Ryu Hyun-jin's Korean team, the Hanwha Eagles, will receive a feee of $25.7 mn
The Los Angeles Dodgers say they're looking forward to watching Ryu Hyun-jin pitch for them after signing the top South Korean left-hander to a six-year deal worth a reported $36 million.
"We are excited to welcome Ryu Hyun-jin to Los Angeles and the United States, continuing the tradition of Korean pitchers with the Dodger organization," Dodgers general manager Ned Colletti said in a statement.
"The Dodgers continue to show the commitment to signing players from Asia and other international areas where baseball is played at the highest levels. We are looking forward to watching Ryu pitch for the franchise."
The Dodgers confirmed they had inked Ryu to a six-year deal, although their statement did not mention the $36 million worth of the contract reported by mlb.com.
The Ryu deal beat the afternoon deadline to end the 30-day exclusive negotiating window that the Dodgers had won by posting a fee of $25.7 million, which will now go to Ryu's Korean team, the Hanwha Eagles.
That was reportedly the third-largest posting fee for such negotiating rights, following Japanese pitcher Yu Darvish's, worth $51.7 million, and his compatriot Daisuke Matsuzaka's, worth $51.1 million.
The Boston Red Sox eventually gave Matsuzaka a six-year, $52 million contract. The Texas Rangers inked Darvish to a six-year, $60 million contract.
Ryu has spent his entire seven-year professional career in Korea, compiling a 98-52 record with a 2.80 earned run average.
He also helped South Korea to a gold medal at the 2008 Beijing Olympics by going 2-0 with a 1.04 ERA in two starts.
Ryu was the first player to win the Most Valuable Player and Rookie of the Year honors in the same season in Korea, when he went 18-6.
He averaged 15 wins a season until this year, when the Eagles finished last and he had only nine wins, along with a 2.66 ERA.
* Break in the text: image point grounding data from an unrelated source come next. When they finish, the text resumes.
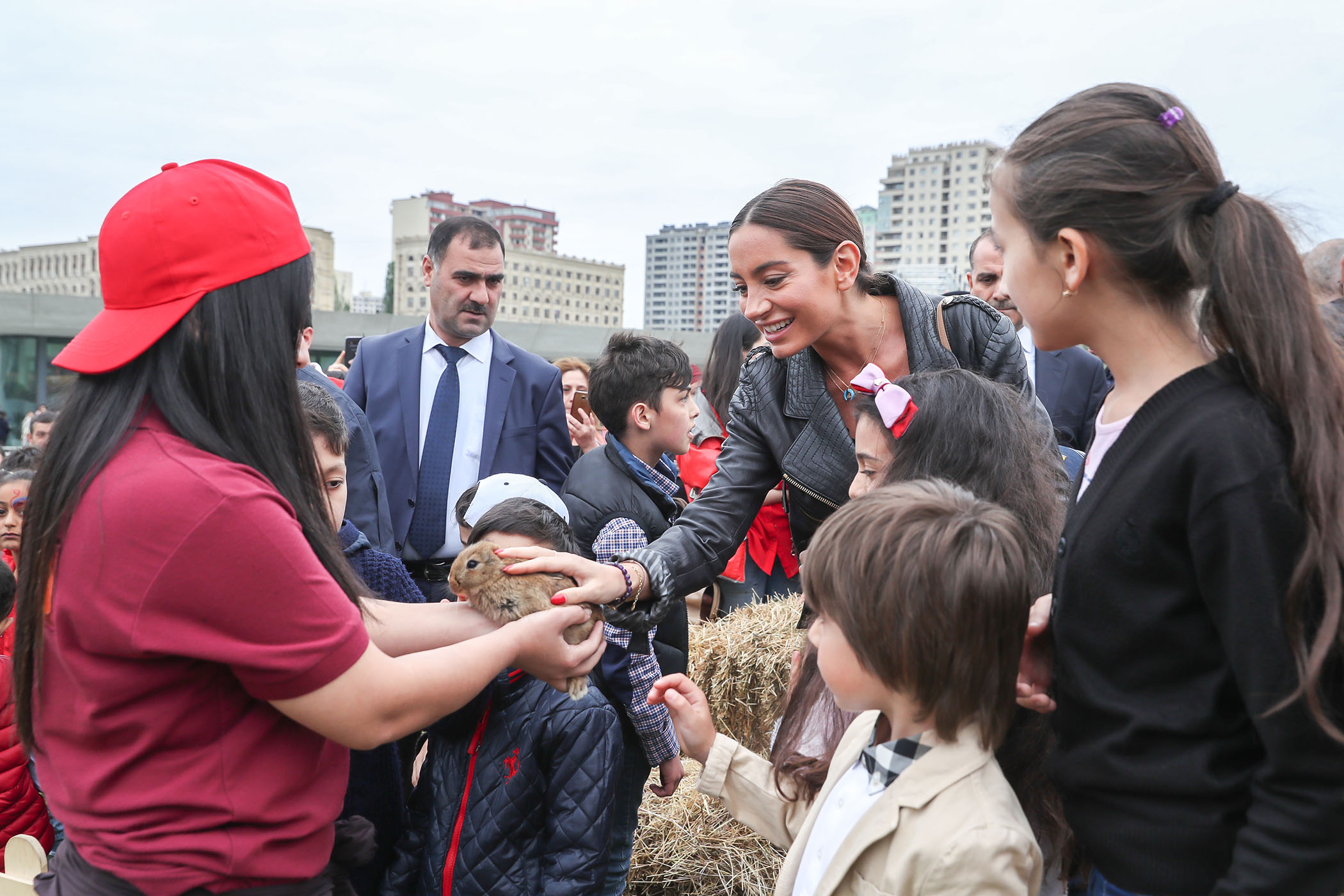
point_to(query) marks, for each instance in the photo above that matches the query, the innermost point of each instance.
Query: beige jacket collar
(933, 772)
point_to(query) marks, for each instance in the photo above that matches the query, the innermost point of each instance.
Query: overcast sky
(621, 116)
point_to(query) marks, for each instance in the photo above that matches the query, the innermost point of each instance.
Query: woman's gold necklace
(847, 391)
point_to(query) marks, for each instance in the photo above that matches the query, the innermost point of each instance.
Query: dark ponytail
(1105, 163)
(815, 220)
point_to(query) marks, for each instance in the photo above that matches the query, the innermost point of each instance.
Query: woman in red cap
(194, 657)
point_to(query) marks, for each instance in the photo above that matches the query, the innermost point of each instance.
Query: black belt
(429, 570)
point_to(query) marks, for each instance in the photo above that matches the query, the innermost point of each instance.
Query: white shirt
(474, 376)
(1028, 349)
(844, 808)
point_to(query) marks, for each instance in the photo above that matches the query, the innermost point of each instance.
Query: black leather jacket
(514, 798)
(785, 426)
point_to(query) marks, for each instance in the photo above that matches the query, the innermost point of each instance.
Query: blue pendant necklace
(845, 390)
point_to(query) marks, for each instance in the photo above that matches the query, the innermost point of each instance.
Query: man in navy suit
(1071, 383)
(452, 402)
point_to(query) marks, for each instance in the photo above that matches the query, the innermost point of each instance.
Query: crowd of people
(1070, 545)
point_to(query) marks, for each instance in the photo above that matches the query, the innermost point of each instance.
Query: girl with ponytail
(1197, 614)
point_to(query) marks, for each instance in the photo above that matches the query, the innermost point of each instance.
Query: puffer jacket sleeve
(692, 552)
(402, 872)
(582, 749)
(986, 343)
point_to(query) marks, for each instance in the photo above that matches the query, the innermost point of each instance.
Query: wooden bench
(24, 859)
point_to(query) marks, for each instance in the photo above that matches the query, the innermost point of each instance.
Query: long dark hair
(813, 220)
(223, 378)
(984, 437)
(722, 370)
(1101, 161)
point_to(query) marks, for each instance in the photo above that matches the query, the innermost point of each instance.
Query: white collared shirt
(1028, 349)
(474, 375)
(844, 808)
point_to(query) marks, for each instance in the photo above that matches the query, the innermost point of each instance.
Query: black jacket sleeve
(1244, 545)
(692, 552)
(984, 342)
(582, 744)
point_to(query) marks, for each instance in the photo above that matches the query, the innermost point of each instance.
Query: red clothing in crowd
(22, 808)
(184, 600)
(769, 536)
(7, 636)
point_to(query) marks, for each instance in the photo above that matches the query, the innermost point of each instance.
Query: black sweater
(1170, 649)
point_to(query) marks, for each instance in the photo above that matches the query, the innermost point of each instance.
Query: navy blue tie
(429, 522)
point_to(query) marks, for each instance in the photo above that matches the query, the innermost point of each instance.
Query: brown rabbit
(479, 577)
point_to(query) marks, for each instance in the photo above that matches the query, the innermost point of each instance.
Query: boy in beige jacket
(921, 598)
Word that the Dodgers had reached agreement with Ryu came amid reports that they were close to reaching terms with prized free agent pitcher Zack Greinke.
USA Today reported that Greinke and the Dodgers had agreed on a six-year, $147 million deal, subject to Greinke passing a physical exam.
If that deal goes through, Ryu would potentially be joining a starting pitching rotation that includes two Cy Young Award-winners in Clayton Kershaw and Greinke, along with top hurlers Chad Billingsley and Josh Becket.
When he makes his Dodgers debut, Ryu will become the 14th South Korean to play in Major League Baseball and the fourth to play for the Dodgers after Choi Hee-Seop, Seo Jae and Park Chan Ho.
Park became the first Korean to play in the Majors when he made his debut in 1994.
"Congratulations to the Dodgers and Ryu on this great signing," Park said in a statement released by the club. "I'm excited to see him carry on the tradition of great international pitchers in Dodger blue and have Ryu represent Korean baseball in the United States."